WASHINGTON: Prime Minister Imran Khan on Tuesday met the members of the United States Congress at Capitol Hill as he wrapped up his three-day visit to Washington and left for Pakistan.

The PM was invited by Congresswoman Sheila Jackson Lee, the chairperson of the Congressional Pakistan Caucus, to a reception at the Capitol Hill, which was attended by a large number of senators and members of US House of Representatives.

Imran also met US House Speaker Nancy Pelosi in a meeting, attended by Foreign Minister Shah Mahmood Qureshi and other officials, followed by a joint presser.

Addressing the press conference alongside Imran, Pelosi underscored ties with Pakistan, saying the US values the “critical relationship and partnership” with Islamabad.
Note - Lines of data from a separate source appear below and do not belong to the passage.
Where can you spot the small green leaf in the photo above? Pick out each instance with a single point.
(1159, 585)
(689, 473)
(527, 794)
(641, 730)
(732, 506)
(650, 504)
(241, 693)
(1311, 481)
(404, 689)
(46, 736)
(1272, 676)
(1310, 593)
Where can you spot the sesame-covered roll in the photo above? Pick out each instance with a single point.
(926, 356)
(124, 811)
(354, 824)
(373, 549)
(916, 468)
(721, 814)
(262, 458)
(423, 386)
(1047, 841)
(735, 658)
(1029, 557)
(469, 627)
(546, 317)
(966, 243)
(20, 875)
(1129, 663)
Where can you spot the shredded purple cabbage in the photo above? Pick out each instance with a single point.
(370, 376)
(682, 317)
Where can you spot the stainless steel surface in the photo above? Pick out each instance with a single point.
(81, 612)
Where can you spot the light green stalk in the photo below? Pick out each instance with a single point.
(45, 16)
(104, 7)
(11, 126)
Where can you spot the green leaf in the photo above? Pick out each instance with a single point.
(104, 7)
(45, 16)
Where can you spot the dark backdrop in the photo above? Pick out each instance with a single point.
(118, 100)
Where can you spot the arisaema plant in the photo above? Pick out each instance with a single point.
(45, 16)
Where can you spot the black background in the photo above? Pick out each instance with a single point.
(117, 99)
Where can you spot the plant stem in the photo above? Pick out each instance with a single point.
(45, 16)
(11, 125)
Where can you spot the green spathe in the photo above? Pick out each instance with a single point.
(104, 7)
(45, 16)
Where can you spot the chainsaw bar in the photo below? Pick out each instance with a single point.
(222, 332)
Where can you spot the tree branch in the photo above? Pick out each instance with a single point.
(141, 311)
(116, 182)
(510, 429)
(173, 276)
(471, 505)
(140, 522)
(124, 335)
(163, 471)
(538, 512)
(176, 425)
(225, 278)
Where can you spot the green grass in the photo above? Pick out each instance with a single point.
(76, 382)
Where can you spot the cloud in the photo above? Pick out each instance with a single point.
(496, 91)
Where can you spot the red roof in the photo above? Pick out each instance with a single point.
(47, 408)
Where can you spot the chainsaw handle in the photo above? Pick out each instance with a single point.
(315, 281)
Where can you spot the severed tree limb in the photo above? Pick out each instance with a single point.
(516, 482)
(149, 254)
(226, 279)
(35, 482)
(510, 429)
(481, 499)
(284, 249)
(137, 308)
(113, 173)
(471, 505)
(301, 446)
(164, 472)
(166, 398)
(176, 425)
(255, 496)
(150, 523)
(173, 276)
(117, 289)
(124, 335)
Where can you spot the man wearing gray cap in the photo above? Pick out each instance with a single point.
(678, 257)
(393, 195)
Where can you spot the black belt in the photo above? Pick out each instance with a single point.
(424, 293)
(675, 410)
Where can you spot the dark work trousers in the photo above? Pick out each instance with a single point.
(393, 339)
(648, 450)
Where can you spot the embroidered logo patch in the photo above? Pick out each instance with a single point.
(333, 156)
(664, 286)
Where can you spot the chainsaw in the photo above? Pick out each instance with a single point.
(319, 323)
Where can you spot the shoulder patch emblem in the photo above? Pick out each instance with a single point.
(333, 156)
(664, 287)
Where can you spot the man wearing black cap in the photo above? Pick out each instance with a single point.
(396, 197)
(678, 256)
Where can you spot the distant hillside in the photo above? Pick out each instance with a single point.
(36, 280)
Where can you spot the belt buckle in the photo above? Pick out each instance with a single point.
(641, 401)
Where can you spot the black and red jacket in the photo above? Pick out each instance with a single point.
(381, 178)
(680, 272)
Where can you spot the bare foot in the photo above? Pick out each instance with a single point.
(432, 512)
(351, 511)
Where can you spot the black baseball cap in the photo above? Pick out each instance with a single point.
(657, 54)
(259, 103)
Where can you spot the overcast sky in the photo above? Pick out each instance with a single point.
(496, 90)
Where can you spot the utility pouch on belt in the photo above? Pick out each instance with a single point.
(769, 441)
She thanked the PM for his leadership with regards to reconciliation efforts between Pakistan, Afghanistan and the Taliban, and for advancing “enduring peace in the region”.

The prime minister thanked Pelosi for extending the invitation and for giving him a chance to share Pakistan’s point of view.

ADDRESS AT CAPITOL HILL:

Imran also addressed the gathering of the Congress members at the Capitol Hill. He said the “whole idea” of the visit was to create conditions where Americans could a better understanding of Pakistan.

The PM said Pakistan had always had “close ties” with the US and hoped for a relationship based on mutual respect.

He said: “Unfortunately Pakistan was not understood in the US, specifically over the past 15 years, when the war on terror was being fought in Afghanistan and tribal belt of Pakistan.”

“More than 70,000 Pakistani people died and our economy suffered a loss of billions of dollars in the war on terror,” said the prime minister, adding that Islamabad fought the US war even though it had nothing to do with 9/11.

“Al Qaida was in Afghanistan and there were no militant Taliban in Pakistan,” he added. “Where I blame my government [is] that we did not tell the US exactly the truths on the ground.”

He said that part of the reason for this was that 40 different militant groups were operating in Pakistan and the governments weren’t in control of them. “So while the US expected us to do more and help [the] US win the war, Pakistan was at that time fighting for its own existence.”

He said it was very important that he met President Donald Trump and Secretary of State Mike Pompeo to tell them that the only way forward for the two countries was a relationship that would be based on mutual trust.

“He said Pakistan was trying its level best to bring Taliban to the negotiating table and a significant achievement has been made in this regard,” he said, adding it was not an “easy task”.

He said the entire country, including army and security forces, were on the “same page” for a common objective of a peaceful solution to the Afghan conflict.

Earlier, US Congress Speaker Nancy Pelosi, other congressmen and Co-Chair of Pakistan-US Caucus welcomed and warmly received the prime minister at the Capitol Hill.

“I hope that we again get back to the relationship [we had] that was based on closeness, on trust, on mutual respect.”

Ahead of Prime Minister Imran’s address, Pelosi noted that the relationship between Pakistan and the United States was an “important one”.

She also thanked Pakistan for the “beautiful gift” of Pakistani Americans that she said the country had given to the US.